Response format (example):

{
  "predictions": {
    "congestion": { "level": 0.0, "label": "Unknown" },
    "avgSpeed": 45.5
  },
  "alternativeRoute": null
}

Notes:

  • avgSpeed is the number used by the consuming frontend to display predicted speed.
  • The current main.py implementation maps coordinates to a JunctionName using a hardcoded placeholder; see Developer Notes below.

Developer notes & TODOs

  • Coordinate mapping: main.py currently hardcodes 'Intersection_Trinity Circle' for JunctionName. You should replace the placeholder mapping with a geospatial nearest-neighbor lookup that maps (lat, lng) to one of the known junction names exported by data/preprocessing_speed.py (e.g., ALL_INTERSECTION_NAMES). Consider using scipy.spatial.cKDTree or geopy.distance for this.

  • Model artifact: Ensure data/rf_speed_model.pkl exists and matches the preprocessing pipeline of preprocess_data_speed. If the model was trained with a specific set of feature columns, the runtime preprocessing must produce the same feature set (order and names) or you'll receive a feature_names mismatch error from scikit-learn.

  • Logging: main.py uses logging at INFO level. Examine logs for detailed error messages when predictions fail.

  • Exception handling: main.py differentiates between preprocessing ValueError and other exceptions; expand this as needed for better error codes in the API.


Troubleshooting

  • Model fails to load:

    • Confirm data/rf_speed_model.pkl exists and is a valid joblib pickle.
    • Make sure the Python environment uses compatible scikit-learn and joblib versions (see requirements.txt).
  • Feature mismatch or shape errors during predict:

    • Validate preprocess_data_speed returns the same columns as used when training the model.
    • Print processed_df.columns.tolist() to inspect column names; main.py already logs this.
  • Dependency issues on Windows:

    • If installation of numpy/scipy or other binary packages fails, try installing prebuilt wheels or use the --prefer-binary option (the included build.sh does this).

Testing tips

  • Add unit tests for preprocess_data_speed that check expected columns for a variety of sample JunctionName inputs and datetimes.
  • Add integration tests that start a test FastAPI client and POST to /predict/ using fastapi.testclient.

Deployment

  • For production, consider running the app with a process manager (gunicorn + uvicorn workers) and behind a reverse-proxy.
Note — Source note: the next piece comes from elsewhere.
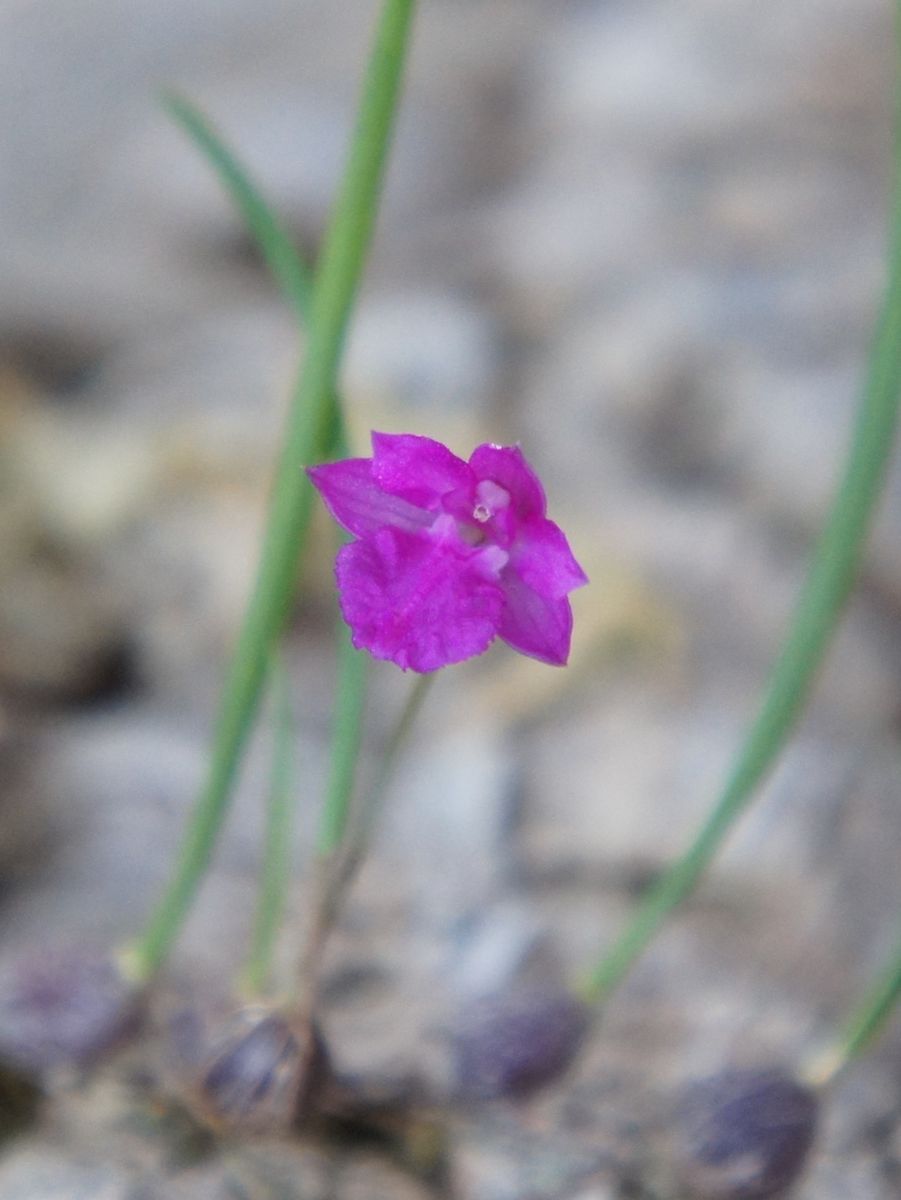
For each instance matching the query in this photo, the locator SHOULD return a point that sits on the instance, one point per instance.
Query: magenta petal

Example (gunicorn + uvicorn workers):
gunicorn -k uvicorn.workers.UvicornWorker main:app -b 0.0.0.0:8000 -w 4
  • Ensure the model file is available in the deployment image or volume.

Next steps / improvements

  • Implement geospatial nearest-neighbour mapping from coordinates -> JunctionName.
  • Add model versioning and an API field to request/inspect model metadata.
  • Add CI checks and tests, and optionally a tiny OpenAPI-based frontend or Swagger examples.

About

Works by building many individual decision trees and combining their outputs. For a final answer, it takes the average (for numbers) or majority vote (for categories) of all trees, making it stable and reliable.